Je crois que la littérature mène à tout, à condition de l'observer, de l'écouter lentement, de la relire, jusqu'à ce que l'on réalise qu'on se comprend mieux soi-même après coup. J'intimais à mon amie Marie-Claude, hier soir : « Je lis avant tout pour lire en moi, pour me défaire de couches de fermeté, de dureté, d'inflexibilité en moi. Lorsqu'en lisant un passage, je m'exclame "Tiens, c'est exactement ce que je pense, ce que je ressens", cela produit un effet d'assouplissement de tout mon être, par lequel je m'arroge le droit à une sensibilité plus profonde, plus intense au monde extérieur.

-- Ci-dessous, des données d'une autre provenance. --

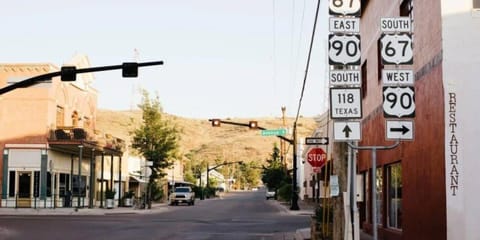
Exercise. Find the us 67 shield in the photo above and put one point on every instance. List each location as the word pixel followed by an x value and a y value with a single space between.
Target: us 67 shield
pixel 344 49
pixel 396 49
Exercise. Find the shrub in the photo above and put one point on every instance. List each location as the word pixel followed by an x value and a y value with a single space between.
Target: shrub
pixel 285 192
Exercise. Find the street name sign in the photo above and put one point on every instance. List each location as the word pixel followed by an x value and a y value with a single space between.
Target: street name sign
pixel 274 132
pixel 397 77
pixel 399 130
pixel 398 102
pixel 316 157
pixel 340 78
pixel 344 49
pixel 396 49
pixel 344 25
pixel 316 140
pixel 345 103
pixel 346 131
pixel 398 25
pixel 345 7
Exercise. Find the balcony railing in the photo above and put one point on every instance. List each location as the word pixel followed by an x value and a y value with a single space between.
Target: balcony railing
pixel 66 133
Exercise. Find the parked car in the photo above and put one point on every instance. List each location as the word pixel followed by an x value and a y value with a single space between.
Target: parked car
pixel 182 195
pixel 270 193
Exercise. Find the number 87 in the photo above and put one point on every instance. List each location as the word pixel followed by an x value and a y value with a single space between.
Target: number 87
pixel 339 3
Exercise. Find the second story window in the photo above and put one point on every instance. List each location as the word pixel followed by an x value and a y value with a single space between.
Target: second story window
pixel 476 4
pixel 60 116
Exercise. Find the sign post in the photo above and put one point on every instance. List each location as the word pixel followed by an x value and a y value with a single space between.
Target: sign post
pixel 316 157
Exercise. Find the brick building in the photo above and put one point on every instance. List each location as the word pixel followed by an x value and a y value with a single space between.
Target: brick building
pixel 52 153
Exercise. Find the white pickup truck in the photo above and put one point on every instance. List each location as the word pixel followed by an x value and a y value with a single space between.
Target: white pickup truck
pixel 182 195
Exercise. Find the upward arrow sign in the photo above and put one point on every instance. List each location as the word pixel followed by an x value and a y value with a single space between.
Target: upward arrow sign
pixel 347 131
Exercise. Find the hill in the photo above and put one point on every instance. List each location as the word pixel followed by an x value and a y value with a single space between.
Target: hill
pixel 200 139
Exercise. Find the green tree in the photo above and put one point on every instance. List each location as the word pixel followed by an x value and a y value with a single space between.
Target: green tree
pixel 156 139
pixel 274 175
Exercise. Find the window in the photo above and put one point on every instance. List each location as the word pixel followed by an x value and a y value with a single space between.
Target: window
pixel 64 184
pixel 394 198
pixel 364 79
pixel 363 5
pixel 79 187
pixel 476 4
pixel 36 184
pixel 11 184
pixel 60 116
pixel 406 9
pixel 379 60
pixel 379 197
pixel 49 184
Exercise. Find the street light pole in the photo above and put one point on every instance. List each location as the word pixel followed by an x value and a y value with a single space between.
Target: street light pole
pixel 294 204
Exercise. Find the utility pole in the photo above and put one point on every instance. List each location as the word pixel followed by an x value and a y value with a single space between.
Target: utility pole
pixel 282 142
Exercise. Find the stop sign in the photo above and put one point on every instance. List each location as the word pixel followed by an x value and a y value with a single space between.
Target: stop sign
pixel 316 157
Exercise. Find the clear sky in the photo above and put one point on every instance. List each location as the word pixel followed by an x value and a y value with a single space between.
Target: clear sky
pixel 223 58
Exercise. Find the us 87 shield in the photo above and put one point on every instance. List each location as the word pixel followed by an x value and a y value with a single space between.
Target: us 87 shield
pixel 345 7
pixel 344 49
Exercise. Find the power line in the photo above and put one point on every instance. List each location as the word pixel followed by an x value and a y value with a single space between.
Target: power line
pixel 308 64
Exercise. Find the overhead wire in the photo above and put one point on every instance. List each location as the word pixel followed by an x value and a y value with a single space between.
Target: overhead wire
pixel 307 65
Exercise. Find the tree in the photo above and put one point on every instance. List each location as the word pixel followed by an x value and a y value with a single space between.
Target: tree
pixel 274 175
pixel 156 139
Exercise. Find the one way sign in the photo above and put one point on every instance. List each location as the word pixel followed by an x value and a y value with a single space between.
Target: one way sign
pixel 346 131
pixel 399 130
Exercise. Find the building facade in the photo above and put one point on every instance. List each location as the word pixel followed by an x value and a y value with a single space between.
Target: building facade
pixel 461 58
pixel 53 154
pixel 410 187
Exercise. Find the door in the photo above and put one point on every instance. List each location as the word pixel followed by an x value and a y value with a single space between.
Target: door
pixel 24 189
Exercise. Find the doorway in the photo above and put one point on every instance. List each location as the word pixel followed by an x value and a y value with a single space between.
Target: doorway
pixel 24 189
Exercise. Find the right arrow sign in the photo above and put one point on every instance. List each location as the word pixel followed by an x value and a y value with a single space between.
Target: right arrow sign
pixel 399 130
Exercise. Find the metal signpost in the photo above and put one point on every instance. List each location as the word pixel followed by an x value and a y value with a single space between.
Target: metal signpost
pixel 345 81
pixel 396 48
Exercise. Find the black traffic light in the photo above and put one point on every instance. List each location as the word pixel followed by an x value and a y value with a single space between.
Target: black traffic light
pixel 130 69
pixel 216 122
pixel 68 73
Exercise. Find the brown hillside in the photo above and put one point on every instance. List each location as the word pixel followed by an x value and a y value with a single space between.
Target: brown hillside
pixel 204 142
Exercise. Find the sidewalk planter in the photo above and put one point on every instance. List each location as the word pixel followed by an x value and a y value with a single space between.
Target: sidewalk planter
pixel 319 229
pixel 110 195
pixel 110 203
pixel 127 202
pixel 128 199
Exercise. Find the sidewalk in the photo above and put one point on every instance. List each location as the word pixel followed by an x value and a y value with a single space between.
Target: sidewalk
pixel 156 208
pixel 308 208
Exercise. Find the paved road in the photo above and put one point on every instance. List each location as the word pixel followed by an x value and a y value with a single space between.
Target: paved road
pixel 242 215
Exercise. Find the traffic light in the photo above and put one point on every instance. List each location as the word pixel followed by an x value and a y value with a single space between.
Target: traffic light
pixel 68 73
pixel 216 122
pixel 253 124
pixel 130 69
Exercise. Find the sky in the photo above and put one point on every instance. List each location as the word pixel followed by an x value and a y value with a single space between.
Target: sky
pixel 222 58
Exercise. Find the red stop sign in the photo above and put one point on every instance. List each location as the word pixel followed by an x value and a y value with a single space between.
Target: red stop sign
pixel 316 157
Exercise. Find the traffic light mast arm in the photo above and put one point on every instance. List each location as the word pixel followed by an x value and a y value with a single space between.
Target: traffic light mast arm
pixel 248 125
pixel 223 164
pixel 48 76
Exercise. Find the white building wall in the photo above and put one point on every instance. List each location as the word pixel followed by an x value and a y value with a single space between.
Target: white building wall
pixel 461 71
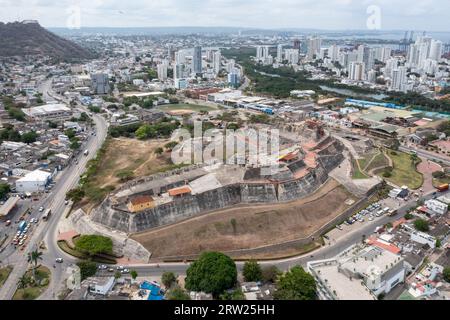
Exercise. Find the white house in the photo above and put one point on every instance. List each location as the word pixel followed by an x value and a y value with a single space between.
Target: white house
pixel 436 206
pixel 101 285
pixel 34 181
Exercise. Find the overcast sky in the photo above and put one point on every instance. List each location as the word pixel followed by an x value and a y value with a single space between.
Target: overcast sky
pixel 430 15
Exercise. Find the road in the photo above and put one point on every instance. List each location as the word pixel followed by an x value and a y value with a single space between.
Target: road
pixel 47 231
pixel 428 155
pixel 325 252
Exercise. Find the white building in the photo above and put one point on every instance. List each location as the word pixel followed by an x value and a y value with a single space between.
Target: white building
pixel 358 273
pixel 280 53
pixel 162 71
pixel 357 71
pixel 34 181
pixel 292 56
pixel 217 62
pixel 436 206
pixel 56 112
pixel 101 286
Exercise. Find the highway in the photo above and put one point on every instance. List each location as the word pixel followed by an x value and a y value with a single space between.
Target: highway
pixel 46 232
pixel 325 252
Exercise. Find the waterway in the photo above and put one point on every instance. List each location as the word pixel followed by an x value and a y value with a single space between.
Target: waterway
pixel 349 92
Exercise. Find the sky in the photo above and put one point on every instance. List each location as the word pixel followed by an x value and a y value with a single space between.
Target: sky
pixel 429 15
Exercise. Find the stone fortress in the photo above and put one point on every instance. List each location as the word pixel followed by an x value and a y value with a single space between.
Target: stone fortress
pixel 309 154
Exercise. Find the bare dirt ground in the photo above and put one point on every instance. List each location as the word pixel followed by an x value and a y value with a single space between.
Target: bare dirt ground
pixel 248 226
pixel 131 155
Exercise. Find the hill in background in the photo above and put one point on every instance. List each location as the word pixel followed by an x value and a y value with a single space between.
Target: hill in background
pixel 29 38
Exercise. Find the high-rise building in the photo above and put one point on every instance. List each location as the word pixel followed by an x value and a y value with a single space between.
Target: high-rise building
pixel 262 53
pixel 217 61
pixel 333 53
pixel 197 60
pixel 357 71
pixel 230 65
pixel 280 53
pixel 372 76
pixel 314 45
pixel 162 71
pixel 234 78
pixel 436 50
pixel 367 56
pixel 100 83
pixel 399 79
pixel 292 56
pixel 178 71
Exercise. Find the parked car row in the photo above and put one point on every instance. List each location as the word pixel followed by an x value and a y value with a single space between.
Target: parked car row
pixel 372 211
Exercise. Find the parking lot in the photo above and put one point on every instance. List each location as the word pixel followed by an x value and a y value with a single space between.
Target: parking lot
pixel 370 215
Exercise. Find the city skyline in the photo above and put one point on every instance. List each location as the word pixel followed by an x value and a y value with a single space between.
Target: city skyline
pixel 429 15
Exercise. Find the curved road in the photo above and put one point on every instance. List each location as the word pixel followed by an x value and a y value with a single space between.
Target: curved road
pixel 47 231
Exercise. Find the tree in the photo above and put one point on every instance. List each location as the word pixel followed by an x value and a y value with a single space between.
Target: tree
pixel 252 271
pixel 74 144
pixel 213 273
pixel 29 137
pixel 87 269
pixel 23 282
pixel 296 284
pixel 177 293
pixel 159 151
pixel 94 244
pixel 446 274
pixel 421 225
pixel 4 190
pixel 168 279
pixel 270 274
pixel 76 195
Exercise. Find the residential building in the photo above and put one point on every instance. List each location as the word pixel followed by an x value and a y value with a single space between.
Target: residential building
pixel 35 181
pixel 100 83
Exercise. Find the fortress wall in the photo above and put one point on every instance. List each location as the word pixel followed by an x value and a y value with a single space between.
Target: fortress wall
pixel 259 193
pixel 185 207
pixel 189 206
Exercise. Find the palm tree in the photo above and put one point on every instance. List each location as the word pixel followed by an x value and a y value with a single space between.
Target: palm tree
pixel 34 257
pixel 23 282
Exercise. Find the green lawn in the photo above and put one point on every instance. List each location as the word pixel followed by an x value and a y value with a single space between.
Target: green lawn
pixel 33 290
pixel 405 172
pixel 357 174
pixel 4 273
pixel 379 161
pixel 185 106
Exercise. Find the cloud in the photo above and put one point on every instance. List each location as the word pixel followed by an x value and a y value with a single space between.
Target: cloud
pixel 320 14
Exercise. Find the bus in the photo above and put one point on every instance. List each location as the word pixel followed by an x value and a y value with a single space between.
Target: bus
pixel 392 212
pixel 47 214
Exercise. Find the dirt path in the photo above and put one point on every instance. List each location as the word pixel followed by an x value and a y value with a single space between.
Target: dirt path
pixel 248 226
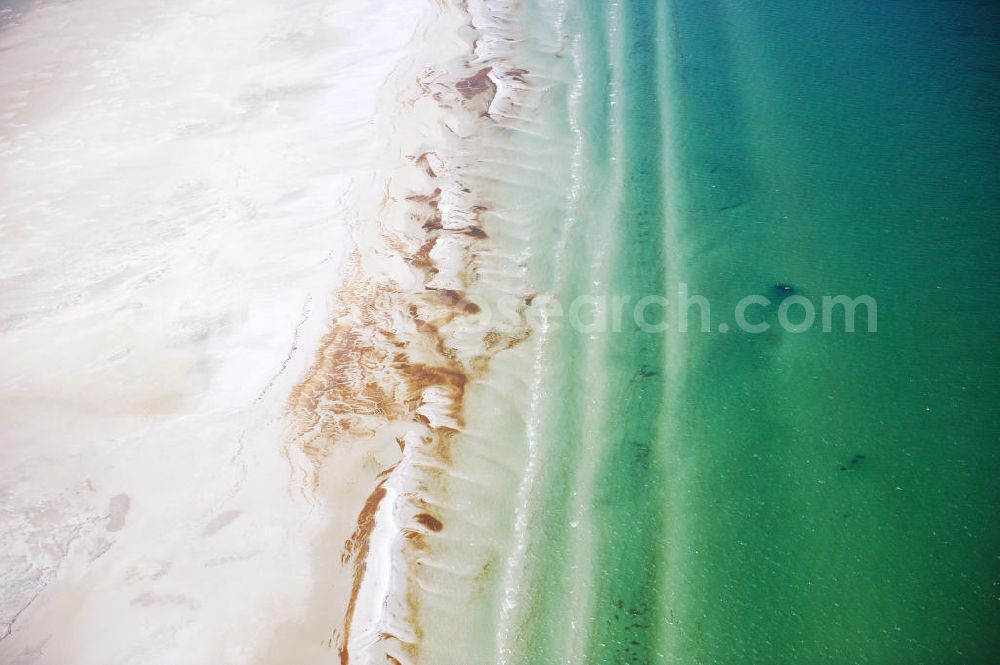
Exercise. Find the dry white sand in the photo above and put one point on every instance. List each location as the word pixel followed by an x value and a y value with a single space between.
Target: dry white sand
pixel 177 180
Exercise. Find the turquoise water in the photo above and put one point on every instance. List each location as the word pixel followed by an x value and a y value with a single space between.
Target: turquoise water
pixel 814 497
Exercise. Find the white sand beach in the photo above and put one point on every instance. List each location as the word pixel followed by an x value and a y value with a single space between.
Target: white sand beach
pixel 177 185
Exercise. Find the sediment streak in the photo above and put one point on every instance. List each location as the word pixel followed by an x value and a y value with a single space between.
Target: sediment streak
pixel 410 334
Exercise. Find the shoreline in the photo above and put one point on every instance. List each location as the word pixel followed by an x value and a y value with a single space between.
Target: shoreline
pixel 394 375
pixel 171 519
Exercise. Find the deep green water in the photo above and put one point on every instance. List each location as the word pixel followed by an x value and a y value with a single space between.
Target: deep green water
pixel 814 497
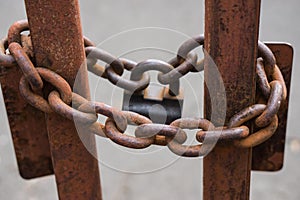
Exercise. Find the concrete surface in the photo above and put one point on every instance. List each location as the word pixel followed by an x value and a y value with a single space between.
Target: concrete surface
pixel 156 174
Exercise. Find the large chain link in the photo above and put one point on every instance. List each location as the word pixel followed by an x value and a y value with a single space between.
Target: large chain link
pixel 269 80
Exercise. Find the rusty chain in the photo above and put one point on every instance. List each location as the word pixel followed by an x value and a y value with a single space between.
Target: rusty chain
pixel 15 51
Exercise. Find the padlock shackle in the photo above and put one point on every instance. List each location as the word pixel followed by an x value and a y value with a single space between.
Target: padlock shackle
pixel 156 65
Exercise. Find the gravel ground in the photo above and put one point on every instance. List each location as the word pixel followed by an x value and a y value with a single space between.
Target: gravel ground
pixel 155 173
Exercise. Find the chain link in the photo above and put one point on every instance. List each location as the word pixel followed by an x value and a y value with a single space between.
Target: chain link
pixel 269 80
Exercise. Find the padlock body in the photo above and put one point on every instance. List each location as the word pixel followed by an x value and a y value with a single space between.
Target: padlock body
pixel 161 108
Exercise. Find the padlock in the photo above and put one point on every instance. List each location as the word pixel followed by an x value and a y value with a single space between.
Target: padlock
pixel 156 103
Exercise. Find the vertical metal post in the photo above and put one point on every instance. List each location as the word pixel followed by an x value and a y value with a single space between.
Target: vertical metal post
pixel 231 34
pixel 57 40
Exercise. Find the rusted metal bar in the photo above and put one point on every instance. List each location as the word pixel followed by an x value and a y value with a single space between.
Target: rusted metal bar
pixel 58 45
pixel 27 124
pixel 231 34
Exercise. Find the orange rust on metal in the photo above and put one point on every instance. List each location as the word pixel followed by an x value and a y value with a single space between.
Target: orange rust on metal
pixel 27 126
pixel 57 40
pixel 269 155
pixel 231 35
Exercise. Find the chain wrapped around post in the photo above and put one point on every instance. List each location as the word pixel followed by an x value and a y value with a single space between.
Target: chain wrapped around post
pixel 269 80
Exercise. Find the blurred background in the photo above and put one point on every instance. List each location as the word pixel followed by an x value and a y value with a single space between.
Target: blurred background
pixel 121 27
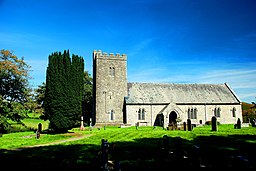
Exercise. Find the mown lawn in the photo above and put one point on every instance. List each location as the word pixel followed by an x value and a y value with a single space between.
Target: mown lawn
pixel 141 148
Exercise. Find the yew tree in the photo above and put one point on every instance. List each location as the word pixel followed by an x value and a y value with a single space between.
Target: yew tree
pixel 64 89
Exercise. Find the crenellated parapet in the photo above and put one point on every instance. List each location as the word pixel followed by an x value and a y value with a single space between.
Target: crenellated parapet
pixel 100 54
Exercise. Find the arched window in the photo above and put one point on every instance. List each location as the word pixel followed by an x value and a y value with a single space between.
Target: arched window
pixel 234 112
pixel 195 113
pixel 189 113
pixel 111 117
pixel 112 71
pixel 217 112
pixel 139 114
pixel 143 114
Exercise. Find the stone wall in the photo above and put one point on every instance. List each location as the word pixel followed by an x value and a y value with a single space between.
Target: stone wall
pixel 204 113
pixel 110 79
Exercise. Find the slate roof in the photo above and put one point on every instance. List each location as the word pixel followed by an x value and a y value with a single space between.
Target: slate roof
pixel 156 93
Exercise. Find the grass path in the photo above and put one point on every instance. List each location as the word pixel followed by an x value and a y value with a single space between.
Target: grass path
pixel 77 137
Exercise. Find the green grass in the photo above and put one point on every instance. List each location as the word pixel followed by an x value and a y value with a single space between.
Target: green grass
pixel 135 148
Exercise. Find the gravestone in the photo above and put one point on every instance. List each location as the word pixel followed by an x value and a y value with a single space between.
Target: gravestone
pixel 165 143
pixel 189 125
pixel 184 126
pixel 104 153
pixel 39 127
pixel 238 124
pixel 214 123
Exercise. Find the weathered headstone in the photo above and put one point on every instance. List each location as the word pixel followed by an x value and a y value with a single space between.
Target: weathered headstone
pixel 104 152
pixel 238 124
pixel 82 123
pixel 189 125
pixel 39 127
pixel 214 123
pixel 37 134
pixel 165 143
pixel 184 126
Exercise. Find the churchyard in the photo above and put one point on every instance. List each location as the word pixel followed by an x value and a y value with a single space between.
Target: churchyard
pixel 131 148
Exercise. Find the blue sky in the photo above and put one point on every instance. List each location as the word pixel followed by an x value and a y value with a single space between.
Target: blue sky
pixel 166 41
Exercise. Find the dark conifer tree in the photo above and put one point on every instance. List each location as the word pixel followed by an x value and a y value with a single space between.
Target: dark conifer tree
pixel 63 88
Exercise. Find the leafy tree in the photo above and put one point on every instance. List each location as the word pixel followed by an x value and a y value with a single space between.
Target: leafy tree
pixel 14 88
pixel 87 97
pixel 63 93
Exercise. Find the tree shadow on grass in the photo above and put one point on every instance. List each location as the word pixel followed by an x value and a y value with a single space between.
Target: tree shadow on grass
pixel 236 151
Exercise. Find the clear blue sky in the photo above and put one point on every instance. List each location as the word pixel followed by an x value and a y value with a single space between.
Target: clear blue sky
pixel 166 41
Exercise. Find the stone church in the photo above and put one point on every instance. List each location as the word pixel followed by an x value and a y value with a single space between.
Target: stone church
pixel 118 102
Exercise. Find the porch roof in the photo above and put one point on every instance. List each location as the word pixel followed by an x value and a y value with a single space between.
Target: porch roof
pixel 156 93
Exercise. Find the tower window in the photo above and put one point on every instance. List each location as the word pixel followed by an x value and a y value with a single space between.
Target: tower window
pixel 141 114
pixel 234 112
pixel 192 113
pixel 111 117
pixel 112 71
pixel 217 112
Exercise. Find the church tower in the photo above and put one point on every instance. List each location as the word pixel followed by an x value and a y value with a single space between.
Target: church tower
pixel 109 87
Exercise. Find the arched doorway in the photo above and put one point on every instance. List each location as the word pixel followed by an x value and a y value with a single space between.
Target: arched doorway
pixel 172 120
pixel 159 121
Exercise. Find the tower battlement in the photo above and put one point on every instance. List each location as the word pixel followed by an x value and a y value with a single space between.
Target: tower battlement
pixel 100 54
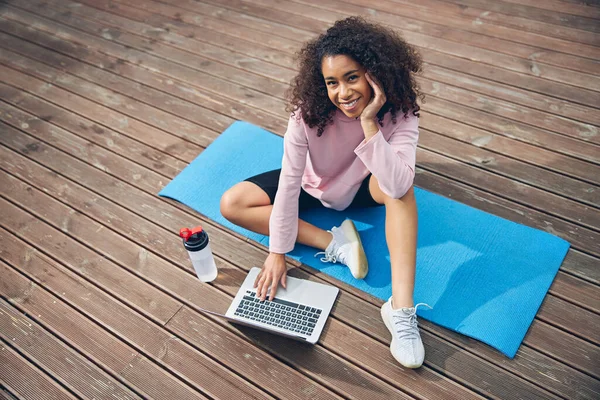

Hier, un tour à Cartierville pour un achat potentiel; un cadeau que j'aimerais offrir à mon père qui se plaint de maux de dos, les sièges de sa Saturn n'offrant pas le support adéquat. Il s'agit d'une Toyota Camry V6, au très bas kilométrage, sans aucune rouille, entretenue impeccablement par son propriétaire, un professionnel décédé l'an dernier après un long combat. À l'avant de la maison, l'encart « Vendue » trône sur le panneau de l'agence immobilière. La veuve, une ancienne professeure de français au secondaire, m'accueille chaleureusement. L'esprit vif et la voix claire, elle se déplace lentement, les mouvements de bras circonspects et la démarche un brin claudiquante. Ce qui m'étonne au premier coup, c'est son regard, qui recèle une attention aux moindres détails. « Par le son de votre voix, me dit-elle, je devine que vous êtes musicien, je suis certaine que vous jouez du piano ». Elle se raconte un peu, m'intime que ses trois enfants habitent à l'étranger, l'un d'eux dirige l'équipe de designer de BMW, en Allemagne. Quelle coïncidence, celle d'avoir en face la mère de ce professionnel dont le patronyme m'est si familier depuis plusieurs années.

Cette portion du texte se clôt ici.